William Shakespeare's timeless comedy, one that has been around since the 16th century, is set in Athens and follows the mixed-up romance of four young lovers as they attempt to navigate their way through forbidden love and consequential pining. With the "help" from mischievous fairies, true love wins out and in the end a hilarious play within a play greets the lovers on their wedding day.
The cast as a whole showed dedication to each and every role, and came together to deliver a performance that was high spirited and full of comedic value. The technical aspects of the show were intricate and enhanced the performance through added detail.
The antics of The Mechanicals (Perry Brown, Alex Savage, Mason Clark, Landen Chanthaphanij, Sean McGavin, and Sam Kaynor) had the audience in fits of laughter throughout the entire show. The group worked well not only as an ensemble, but also as individuals who brought life and special quirks to his or her own character. The Mechanicals had unwavering energy in every scene; there was never a dull moment while they were onstage. The chemistry between the actors was clear, both as their "acting" characters and as their "Pyramus and Thisbe" counterparts.

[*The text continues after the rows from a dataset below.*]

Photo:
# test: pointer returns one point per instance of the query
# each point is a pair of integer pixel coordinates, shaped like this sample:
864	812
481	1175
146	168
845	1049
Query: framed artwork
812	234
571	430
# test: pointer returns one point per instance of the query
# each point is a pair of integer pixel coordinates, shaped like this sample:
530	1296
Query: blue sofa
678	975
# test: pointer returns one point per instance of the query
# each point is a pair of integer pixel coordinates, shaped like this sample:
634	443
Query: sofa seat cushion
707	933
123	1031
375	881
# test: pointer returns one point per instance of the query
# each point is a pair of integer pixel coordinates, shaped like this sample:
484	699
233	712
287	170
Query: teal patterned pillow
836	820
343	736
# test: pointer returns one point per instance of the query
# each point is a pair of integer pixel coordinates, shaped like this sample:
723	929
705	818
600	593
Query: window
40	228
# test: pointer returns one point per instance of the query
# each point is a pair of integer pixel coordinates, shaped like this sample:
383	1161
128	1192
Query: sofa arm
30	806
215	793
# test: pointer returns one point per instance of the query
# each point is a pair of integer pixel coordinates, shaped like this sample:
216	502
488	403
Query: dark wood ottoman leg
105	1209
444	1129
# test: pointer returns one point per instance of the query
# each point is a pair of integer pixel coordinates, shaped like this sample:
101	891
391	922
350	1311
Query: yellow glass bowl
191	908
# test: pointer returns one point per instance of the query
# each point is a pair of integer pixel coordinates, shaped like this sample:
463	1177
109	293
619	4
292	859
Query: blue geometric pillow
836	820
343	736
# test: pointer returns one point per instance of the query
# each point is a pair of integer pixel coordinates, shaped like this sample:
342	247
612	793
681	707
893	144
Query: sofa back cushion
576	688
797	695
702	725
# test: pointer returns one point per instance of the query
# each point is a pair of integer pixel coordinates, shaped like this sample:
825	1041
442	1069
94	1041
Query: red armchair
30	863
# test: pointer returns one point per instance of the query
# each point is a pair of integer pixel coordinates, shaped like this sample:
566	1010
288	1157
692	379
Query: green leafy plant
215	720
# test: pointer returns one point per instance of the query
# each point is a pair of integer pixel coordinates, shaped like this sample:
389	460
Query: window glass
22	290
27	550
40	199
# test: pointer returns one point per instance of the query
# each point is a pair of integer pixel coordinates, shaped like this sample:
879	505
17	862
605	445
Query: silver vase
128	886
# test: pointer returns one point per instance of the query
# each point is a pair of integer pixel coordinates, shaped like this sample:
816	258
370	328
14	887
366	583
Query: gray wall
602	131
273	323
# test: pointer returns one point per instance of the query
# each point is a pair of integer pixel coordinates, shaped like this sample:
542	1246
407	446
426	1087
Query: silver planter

The decision to have the role of Puck/Robin split between two actors (Amen Adib and Carina Hines) was interesting, and the two worked well with it. The way the actors played off of each other and delivered their lines back and forth was entertaining, and easily allowed them to capture the dynamic of the rascally sprite. Angeline Ignacio, who played Helena, performed in a way that showed she understood her lines and her character, and she captured the audience's attention. Reel Yousif, who performed as Hermia, showed a range of emotions from love to disappointment to anger that allowed the audience to feel her pain as she watched her lover turn away from her.
The detailed and colorful design (Maggie Landis and Jillian Brooks) of the homemade headpieces and wings for the fairies was beautiful and defined the status' of the various characters. The use of feathered quills and rolled up paper helped define the time period and showed attention to detail on the designer's part. The fairies makeup (Jocelyn Gyasiwaah Antwi) was bright and creative. The pinks and blues set the magical creatures apart from the human actors, and each actor was easily distinguishable. The set design (Amédé Karina-Plun and Julia Stonefield) accentuated the depth of the stage and gave the appearance of an Athenian forest with its multiple trees and pillars.
Thomas A. Edison High School's production of A Midsummer Night's Dream was packed with entertainment, and the bright colors and details surrounding the actors fully captured Shakespeare's themes of love and dreaming.